Some reviewers of this book have made the comment that one of its few weaknesses is that it sometimes does not present enough technical detail to serve as a rigorous textbook. I disagree. Details are omitted only when they would intrude on the clear exposition of the main theme, and even then the authors are careful to provide accessible supporting material in the form of illustrations and plausibility arguments. Certainly, wherever computer science makes its most creative displays, such as when reducing one problem type to a seemingly very different one, the material is presented with complete rigor. The book is also not short on more technical topics that, although they are cornerstones of practical computation, receive only passing reference in many textbooks. For example, I was delighted to see a beautiful chapter on linear programming, a geometric computing paradigm. Instructors will be pleased by the easy exercises sandwiched between paragraphs, designed to stimulate comprehension, in addition to the wealth of engaging and more challenging problems at the end of each chapter. There are extensive notes and reference material, also at the ends of the chapters, conveniently notated with a special symbol in the margins of the main text.

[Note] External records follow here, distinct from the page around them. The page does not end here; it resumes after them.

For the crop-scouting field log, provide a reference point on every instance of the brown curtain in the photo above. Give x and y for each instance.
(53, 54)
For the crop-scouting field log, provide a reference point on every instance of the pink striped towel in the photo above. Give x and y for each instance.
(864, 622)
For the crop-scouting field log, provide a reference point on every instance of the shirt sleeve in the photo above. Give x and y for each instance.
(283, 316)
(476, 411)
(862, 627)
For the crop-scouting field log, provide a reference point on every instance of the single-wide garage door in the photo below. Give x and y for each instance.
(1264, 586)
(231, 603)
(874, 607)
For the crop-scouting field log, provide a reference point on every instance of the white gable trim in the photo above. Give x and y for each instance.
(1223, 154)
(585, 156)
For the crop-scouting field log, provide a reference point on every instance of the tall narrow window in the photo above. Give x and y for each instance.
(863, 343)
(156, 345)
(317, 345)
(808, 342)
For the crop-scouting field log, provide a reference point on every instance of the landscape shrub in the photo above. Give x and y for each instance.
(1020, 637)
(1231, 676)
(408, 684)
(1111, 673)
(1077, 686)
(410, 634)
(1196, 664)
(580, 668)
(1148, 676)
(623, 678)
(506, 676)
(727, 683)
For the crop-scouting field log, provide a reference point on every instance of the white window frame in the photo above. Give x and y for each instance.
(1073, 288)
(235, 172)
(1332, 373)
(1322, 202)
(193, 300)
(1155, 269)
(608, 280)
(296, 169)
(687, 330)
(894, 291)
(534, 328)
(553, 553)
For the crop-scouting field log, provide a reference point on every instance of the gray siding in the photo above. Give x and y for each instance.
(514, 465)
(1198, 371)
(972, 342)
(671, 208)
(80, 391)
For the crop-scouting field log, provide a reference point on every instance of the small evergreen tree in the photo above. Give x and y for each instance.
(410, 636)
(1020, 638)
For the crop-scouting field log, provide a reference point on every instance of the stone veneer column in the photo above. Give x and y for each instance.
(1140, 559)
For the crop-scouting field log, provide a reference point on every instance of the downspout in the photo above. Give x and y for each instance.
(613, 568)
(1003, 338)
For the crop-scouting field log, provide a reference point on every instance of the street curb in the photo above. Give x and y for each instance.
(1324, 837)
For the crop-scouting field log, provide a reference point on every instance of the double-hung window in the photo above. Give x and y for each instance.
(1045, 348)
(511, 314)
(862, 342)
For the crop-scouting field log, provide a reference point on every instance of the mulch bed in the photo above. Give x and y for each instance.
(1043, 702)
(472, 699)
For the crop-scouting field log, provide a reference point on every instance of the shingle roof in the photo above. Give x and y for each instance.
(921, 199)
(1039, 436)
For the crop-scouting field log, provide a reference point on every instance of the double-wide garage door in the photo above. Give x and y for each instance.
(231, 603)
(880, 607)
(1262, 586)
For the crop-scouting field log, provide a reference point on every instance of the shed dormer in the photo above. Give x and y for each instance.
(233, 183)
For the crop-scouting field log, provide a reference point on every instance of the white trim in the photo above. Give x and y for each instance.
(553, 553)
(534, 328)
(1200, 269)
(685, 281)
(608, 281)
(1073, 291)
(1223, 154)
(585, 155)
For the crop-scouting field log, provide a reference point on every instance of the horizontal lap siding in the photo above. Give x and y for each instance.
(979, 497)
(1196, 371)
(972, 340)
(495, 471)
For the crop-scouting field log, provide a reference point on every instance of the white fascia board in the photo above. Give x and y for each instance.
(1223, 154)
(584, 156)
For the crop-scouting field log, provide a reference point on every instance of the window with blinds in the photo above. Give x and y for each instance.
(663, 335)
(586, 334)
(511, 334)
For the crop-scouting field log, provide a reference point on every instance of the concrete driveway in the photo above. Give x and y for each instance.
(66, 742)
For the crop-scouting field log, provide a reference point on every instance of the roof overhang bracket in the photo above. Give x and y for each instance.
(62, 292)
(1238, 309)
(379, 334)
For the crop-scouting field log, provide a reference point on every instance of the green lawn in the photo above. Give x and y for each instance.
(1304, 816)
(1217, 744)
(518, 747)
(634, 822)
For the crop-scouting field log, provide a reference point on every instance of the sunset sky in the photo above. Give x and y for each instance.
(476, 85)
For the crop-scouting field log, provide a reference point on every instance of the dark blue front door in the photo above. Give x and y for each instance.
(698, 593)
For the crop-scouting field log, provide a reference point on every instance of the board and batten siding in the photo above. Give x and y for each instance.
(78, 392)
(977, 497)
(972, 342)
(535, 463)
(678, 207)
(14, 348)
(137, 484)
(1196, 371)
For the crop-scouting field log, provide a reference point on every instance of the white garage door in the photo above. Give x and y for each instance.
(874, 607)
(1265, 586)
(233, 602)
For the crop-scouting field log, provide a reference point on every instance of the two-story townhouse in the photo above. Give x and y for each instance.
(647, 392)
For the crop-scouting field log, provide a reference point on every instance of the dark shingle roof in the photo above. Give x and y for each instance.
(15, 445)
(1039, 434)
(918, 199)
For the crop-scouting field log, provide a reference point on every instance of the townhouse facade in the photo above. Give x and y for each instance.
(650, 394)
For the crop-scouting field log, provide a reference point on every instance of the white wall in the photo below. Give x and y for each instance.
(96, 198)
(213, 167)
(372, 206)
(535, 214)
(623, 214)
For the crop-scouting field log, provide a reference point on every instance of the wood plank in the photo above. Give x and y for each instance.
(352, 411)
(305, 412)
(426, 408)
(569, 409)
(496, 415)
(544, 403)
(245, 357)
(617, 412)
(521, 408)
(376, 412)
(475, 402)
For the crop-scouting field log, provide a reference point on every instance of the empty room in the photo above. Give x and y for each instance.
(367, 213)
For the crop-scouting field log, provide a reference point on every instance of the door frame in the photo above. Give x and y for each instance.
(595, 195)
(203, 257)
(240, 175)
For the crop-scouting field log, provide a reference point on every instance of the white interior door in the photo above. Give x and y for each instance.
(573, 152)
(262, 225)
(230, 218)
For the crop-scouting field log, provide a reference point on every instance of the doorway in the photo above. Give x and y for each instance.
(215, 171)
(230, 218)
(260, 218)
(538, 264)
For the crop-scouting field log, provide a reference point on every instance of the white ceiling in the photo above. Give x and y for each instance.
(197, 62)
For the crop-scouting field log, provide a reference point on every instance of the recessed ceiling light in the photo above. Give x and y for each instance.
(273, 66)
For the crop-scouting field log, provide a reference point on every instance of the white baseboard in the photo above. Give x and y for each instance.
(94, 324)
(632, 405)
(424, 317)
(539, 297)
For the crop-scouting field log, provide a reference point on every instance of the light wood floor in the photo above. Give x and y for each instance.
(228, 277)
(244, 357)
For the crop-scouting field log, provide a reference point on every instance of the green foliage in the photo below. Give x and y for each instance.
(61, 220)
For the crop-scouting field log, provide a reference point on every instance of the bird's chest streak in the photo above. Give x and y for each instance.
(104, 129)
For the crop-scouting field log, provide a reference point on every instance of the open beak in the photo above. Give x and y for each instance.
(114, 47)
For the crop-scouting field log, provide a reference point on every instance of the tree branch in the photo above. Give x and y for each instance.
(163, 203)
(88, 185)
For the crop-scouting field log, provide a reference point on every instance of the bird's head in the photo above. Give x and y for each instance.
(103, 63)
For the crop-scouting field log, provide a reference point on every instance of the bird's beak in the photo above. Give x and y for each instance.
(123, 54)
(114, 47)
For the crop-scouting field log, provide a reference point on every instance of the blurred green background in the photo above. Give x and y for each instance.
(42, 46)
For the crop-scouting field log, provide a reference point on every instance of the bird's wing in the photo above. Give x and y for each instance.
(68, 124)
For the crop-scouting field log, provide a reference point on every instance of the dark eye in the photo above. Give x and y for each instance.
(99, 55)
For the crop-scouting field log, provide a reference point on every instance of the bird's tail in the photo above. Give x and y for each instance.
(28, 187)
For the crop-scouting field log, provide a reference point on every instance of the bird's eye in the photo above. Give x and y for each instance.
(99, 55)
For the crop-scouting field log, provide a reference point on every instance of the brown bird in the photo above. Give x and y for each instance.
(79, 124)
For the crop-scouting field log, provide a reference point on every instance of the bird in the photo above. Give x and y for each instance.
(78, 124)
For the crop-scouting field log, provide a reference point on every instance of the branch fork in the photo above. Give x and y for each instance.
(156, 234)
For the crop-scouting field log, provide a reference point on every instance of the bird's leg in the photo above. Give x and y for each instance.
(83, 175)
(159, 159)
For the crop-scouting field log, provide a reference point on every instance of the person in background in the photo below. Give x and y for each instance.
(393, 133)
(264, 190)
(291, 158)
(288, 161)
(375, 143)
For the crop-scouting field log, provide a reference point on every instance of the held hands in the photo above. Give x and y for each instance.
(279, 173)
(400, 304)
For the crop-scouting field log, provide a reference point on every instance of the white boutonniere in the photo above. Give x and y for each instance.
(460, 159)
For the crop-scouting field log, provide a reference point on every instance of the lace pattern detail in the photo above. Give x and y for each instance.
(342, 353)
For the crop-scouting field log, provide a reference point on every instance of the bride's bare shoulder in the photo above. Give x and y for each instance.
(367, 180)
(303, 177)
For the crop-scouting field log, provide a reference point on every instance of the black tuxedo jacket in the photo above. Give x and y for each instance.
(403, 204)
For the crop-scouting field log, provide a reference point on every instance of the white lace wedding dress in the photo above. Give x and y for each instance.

Even if you are not a student or instructor of computer science, you should consider buying copies of this book for your friends’ coffee tables. The Nature of Computation is one of those books you can open to a random page and find something amazing, surprising and, often, very funny. From the generous selection of eclectic quotations and the gorgeous illustrations, it’s clear the authors had fun writing it. So how does one illustrate a chapter about a very abstract topic called “interactive proofs” that features mathematical conversations between Arthur and Merlin? For this Moore and Mertens have chosen some nice engravings, one of which shows Vivien (who, in the legend of King Arthur, enchanted Merlin and imprisoned him in a tree trunk), in the wizard’s arms. The caption reads, “Merlin is too busy to have a conversation with Arthur. He will send a proof instead.”